The man stood staring at me.
Wearing an old brown anorak with the hood pulled up, his pallor was paler than that of some corpses I have seen. Curly white hair was visible beneath his hood, his beard had a similar whiteness. Perhaps it created the pallid hue of the man who screwed up his eyes and stared intently.
He took a step closer.
‘It’s no good asking me for money,’ I thought, ‘I have had no cash since before Easter.’
To be honest, he looked more like someone who would tell me that he was an alien, or that he was the king of France, or that he was ten thousand years old.
Standing trying to avoid catching his eye lest it lead to the sort of conversation in which he told me that he had an atomic bomb in a carrier bag, I noticed he was carrying a swede in his right hand.
Well, I would call it a swede. It was such a vegetable that was my first introduction to Hiberno-English. Standing in a canteen, I asked the woman behind the counter for ‘swede’. She had looked at me blankly, when I pointed she said, ‘that’s turnip, why did you call it swede?’
It was not clear why he was carrying a swede. He had no other shopping.
His stare continued.
Then I realised that he was not staring at me.
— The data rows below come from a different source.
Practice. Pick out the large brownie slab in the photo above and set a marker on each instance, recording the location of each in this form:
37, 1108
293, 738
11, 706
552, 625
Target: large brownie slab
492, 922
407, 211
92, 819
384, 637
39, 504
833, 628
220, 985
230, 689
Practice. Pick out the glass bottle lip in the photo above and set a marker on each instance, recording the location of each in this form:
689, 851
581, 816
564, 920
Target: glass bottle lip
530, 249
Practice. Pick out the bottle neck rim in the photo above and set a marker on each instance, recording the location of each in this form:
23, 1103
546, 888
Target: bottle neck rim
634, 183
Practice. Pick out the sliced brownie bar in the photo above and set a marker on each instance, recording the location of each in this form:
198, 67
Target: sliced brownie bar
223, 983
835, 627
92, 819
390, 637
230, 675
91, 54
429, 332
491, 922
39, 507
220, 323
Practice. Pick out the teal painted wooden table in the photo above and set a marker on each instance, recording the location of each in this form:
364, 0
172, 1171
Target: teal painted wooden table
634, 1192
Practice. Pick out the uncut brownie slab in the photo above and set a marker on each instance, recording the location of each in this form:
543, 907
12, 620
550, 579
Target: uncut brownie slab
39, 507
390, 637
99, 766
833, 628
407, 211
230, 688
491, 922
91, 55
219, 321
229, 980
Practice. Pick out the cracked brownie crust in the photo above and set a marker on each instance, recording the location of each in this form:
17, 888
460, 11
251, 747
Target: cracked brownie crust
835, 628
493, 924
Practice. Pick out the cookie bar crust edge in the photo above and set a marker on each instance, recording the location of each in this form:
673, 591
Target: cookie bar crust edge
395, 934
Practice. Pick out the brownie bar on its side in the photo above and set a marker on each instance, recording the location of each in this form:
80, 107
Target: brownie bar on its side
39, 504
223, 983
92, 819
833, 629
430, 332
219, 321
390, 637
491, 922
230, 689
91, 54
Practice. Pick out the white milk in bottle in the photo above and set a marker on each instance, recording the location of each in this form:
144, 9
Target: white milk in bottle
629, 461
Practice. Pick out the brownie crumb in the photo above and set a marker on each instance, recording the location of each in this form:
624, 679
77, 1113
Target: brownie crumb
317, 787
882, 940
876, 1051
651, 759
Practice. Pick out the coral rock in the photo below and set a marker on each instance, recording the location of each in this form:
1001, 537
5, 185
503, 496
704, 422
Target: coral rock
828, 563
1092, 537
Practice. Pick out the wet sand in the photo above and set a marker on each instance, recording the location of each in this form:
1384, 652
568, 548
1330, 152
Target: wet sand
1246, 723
He was trying to read the electronic display above my head that gave bus numbers, destinations and when the next service would leave. Clearly he should have been wearing glasses for he was having to squint to read the information.
I relaxed. There would be no nuclear devices, nor conversations about messages brought by Martians.
The relaxed moment did not last.
A woman standing a few yards away was reading a book with a foreign title. The subtitle was The Gentle Art of Swedish Death Cleaning. It seemed as meaningful a title as At Swim-Two-Birds by Brian O’Nolan (also known as Flann O’Brien, Myles na Gopaleen, Brother Barnabas, or George Knowall). Except you knew that O’Nolan was writing satire, mocking affectation, unmasking pretentiousness. It seemed unlikely that Swedish Death Cleaning was particularly humorous.
A Google search produced an explanation of the book:
Döstädning, or the art of death cleaning, is a Swedish phenomenon by which the elderly and their families set their affairs in order. Whether it’s sorting the family heirlooms from the junk, downsizing to a smaller place, or setting up a system to help you stop misplacing your keys, death cleaning gives us the chance to make the later years of our lives as comfortable and stress-free as possible. Whatever your age, Swedish death cleaning can be used to help you de-clutter your life, and take stock of what’s important. Margareta Magnusson has death cleaned for herself and for many others. Radical and joyous, her guide is an invigorating, touching and surprising process that can help you or someone you love immeasurably, and offers the chance to celebrate and reflect on all the tiny joys that make up a long life along the way.
To be honest, I think I would rather be a myopic old man standing at a bus stop with a large root vegetable and living in the present moment.